CE N’EST QU’UN DEBUT : LA CLASSE OUVRIERE PROFONDE COMMENCE A ENTRER EN MOUVEMENT
LA MOBILISATION DES PETITES VILLES LE 31 NOUS LE DIT
Beaucoup l’ont dit, le 31 était un raz-de-marée. Le mouvement de manifestations le plus important depuis 1995…. et depuis mai 68 dans certaines moyennes et petites villes. C’est cela qui a été important ce 31 janvier : des foules dans de nombreuses petites villes. Parfois avec plus de manifestants que d’habitants, les gens venant des bourgs et villages environnants. A Foix en Ariège, une ville de 10 000 habitants, il y avait 15 000 manifestants ! A Rodez, 15 000 manifestants pour 23 000 habitants. A Digne-les-Bains 8 000 manifestants pour 16 000 habitants… ce qui équivaudrait en proportion de 6 à 18 millions de manifestants à Paris.
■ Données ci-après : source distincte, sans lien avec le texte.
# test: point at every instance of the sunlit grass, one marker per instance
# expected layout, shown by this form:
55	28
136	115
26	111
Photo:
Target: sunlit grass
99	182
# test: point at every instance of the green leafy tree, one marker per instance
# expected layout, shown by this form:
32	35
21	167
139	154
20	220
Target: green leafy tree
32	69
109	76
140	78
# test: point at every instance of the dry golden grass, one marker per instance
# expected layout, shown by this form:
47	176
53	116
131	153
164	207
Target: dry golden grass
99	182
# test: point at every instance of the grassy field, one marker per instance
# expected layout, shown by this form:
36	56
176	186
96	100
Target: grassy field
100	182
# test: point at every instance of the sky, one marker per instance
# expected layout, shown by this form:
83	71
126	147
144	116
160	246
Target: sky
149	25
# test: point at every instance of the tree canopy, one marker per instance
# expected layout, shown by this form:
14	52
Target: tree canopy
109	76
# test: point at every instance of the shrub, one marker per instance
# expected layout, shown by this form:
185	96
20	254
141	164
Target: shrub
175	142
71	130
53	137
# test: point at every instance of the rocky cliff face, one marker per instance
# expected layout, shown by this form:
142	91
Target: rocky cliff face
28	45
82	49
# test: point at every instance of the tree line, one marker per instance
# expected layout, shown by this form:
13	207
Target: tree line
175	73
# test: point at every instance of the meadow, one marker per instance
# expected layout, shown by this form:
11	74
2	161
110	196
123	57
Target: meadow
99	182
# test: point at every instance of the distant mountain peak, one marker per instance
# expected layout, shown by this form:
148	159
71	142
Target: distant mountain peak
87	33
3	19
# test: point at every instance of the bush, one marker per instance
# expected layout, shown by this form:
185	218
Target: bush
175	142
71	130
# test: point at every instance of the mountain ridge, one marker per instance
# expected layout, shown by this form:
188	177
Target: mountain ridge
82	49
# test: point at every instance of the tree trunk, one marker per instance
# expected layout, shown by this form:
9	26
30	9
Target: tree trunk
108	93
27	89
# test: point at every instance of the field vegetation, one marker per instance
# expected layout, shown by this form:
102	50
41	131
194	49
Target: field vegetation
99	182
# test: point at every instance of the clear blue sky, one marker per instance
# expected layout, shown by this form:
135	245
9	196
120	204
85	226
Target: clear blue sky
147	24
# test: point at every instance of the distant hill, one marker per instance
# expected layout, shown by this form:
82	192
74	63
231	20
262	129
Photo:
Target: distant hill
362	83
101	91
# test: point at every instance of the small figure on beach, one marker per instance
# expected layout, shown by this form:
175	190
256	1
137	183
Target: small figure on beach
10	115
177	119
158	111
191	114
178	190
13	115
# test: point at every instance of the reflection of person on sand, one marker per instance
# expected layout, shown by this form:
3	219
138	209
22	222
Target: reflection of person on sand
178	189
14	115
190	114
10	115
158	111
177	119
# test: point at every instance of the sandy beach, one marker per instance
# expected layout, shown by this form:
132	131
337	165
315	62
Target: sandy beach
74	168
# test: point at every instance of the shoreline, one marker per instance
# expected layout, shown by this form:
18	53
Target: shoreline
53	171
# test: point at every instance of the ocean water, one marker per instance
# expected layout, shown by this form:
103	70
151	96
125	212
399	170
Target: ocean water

La grande presse qui a peur de ce qui monte a tenu à dire qu’il y avait peut-être plus de manifestants mais moins de grévistes. C’est faux !
C’est l’inverse ! Les petites villes le montrent.
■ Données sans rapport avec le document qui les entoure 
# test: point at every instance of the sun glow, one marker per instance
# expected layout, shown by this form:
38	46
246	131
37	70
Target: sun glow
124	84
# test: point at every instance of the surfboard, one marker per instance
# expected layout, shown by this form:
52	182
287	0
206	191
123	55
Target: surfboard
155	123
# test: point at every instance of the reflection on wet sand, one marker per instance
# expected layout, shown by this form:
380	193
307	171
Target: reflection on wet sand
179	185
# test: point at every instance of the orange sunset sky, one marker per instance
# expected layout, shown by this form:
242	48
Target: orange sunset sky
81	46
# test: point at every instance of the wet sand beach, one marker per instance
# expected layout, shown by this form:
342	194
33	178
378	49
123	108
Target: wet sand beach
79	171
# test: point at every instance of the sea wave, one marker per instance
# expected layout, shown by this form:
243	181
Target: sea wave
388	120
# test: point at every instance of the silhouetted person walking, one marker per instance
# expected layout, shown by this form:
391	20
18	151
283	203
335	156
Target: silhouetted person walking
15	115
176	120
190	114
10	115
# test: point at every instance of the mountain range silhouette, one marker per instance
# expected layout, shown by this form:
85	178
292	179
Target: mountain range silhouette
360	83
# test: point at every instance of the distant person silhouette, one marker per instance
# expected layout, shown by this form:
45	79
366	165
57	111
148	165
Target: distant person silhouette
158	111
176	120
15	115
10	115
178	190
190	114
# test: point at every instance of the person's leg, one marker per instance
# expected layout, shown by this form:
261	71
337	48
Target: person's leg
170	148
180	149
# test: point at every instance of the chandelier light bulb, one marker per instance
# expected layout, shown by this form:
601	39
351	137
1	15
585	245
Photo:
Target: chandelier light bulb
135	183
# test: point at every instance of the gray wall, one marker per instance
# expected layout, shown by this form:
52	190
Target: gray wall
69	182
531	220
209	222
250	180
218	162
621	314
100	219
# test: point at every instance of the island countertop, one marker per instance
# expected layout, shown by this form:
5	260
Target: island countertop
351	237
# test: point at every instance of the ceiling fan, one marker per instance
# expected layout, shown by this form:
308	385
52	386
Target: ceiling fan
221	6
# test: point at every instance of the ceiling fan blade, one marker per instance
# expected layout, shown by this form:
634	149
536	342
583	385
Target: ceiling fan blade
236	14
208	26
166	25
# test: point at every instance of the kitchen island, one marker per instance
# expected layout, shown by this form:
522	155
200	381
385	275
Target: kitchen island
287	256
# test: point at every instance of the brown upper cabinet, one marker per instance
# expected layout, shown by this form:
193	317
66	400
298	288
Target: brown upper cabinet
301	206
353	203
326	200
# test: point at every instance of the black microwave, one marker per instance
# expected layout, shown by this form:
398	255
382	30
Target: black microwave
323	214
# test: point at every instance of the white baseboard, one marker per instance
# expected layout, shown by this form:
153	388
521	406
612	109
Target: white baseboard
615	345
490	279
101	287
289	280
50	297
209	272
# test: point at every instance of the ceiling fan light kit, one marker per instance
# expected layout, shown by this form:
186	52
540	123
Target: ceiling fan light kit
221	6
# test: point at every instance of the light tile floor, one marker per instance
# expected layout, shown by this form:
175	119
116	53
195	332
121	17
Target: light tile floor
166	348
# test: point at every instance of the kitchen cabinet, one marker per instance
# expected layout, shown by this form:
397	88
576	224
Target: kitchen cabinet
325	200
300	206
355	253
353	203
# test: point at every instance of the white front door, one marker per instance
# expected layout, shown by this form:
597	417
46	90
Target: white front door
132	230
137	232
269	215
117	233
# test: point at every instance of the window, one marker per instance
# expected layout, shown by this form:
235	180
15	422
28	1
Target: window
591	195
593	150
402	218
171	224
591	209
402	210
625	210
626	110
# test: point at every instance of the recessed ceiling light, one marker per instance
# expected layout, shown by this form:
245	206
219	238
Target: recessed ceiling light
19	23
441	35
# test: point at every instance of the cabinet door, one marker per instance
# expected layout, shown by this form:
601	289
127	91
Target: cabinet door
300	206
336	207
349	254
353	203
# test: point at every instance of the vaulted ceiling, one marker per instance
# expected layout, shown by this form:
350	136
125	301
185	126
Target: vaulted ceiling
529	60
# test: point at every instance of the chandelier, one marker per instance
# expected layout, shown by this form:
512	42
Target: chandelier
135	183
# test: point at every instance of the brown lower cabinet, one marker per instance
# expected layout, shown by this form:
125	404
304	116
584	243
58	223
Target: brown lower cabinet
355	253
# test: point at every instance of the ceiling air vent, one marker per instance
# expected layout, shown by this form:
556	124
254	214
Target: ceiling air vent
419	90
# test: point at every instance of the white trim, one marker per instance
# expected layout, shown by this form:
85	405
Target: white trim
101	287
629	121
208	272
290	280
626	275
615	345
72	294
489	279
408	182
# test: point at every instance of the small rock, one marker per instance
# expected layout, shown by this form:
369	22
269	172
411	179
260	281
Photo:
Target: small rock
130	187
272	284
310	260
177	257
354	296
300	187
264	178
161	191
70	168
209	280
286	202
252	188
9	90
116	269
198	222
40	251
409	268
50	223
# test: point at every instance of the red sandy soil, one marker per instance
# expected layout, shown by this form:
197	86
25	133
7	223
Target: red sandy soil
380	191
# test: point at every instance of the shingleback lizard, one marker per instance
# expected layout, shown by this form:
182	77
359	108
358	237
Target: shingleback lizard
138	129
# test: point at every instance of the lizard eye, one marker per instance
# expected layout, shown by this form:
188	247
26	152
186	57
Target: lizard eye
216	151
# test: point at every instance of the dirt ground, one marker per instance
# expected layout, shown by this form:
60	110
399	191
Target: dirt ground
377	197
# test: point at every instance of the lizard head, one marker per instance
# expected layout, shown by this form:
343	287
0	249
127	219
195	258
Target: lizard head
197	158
Certes, selon les directions syndicales qui tiennent à souligner cette soi-disant baisse de grévistes, il y aurait eu moins de grévistes dans l’éducation, la SNCF, les transports, l’énergie, la santé… Mais cela ne traduit qu’un désaveu de la tactique syndicale des journées d’action saute-moutons qui ont toujours conduit à l’échec… et qui coûtent cher. On perd 100, 200 euros par journée de grève avec souvent des primes qui sautent. Alors, deux ou trois journées pour de petites payes c’est difficile, surtout quand on sait qu’il ne s’agit pas là d’une tactique pour gagner mais seulement pour témoigner son opposition. Manifester pour témoigner on peut le faire de temps en temps mais pas trop. Se battre pour gagner c’est une autre affaire. Les directions syndicales sont en phase avec la volonté de « témoignage » du plus grand nombre mais pas avec celle de tous les militants et salariés qui veulent « gagner ». Certes ces derniers galèrent pour bâtir l’auto-organisation, des Assemblées Générales, où il n’y a pas encore foule et à partir de là construire un autre agenda de la lutte vers la grève générale, car il n’y a que la grève générale qui puisse nous faire gagner. Mais ces militants doivent se rassurer et persister dans leur combat pour l’auto-organisation, car le passage du sentiment de « témoigner » à celui de « gagner » peut se faire à tout instant et il est déjà quasi là, sous la forme de rage dynamique, et autoorganisée dans les petites villes.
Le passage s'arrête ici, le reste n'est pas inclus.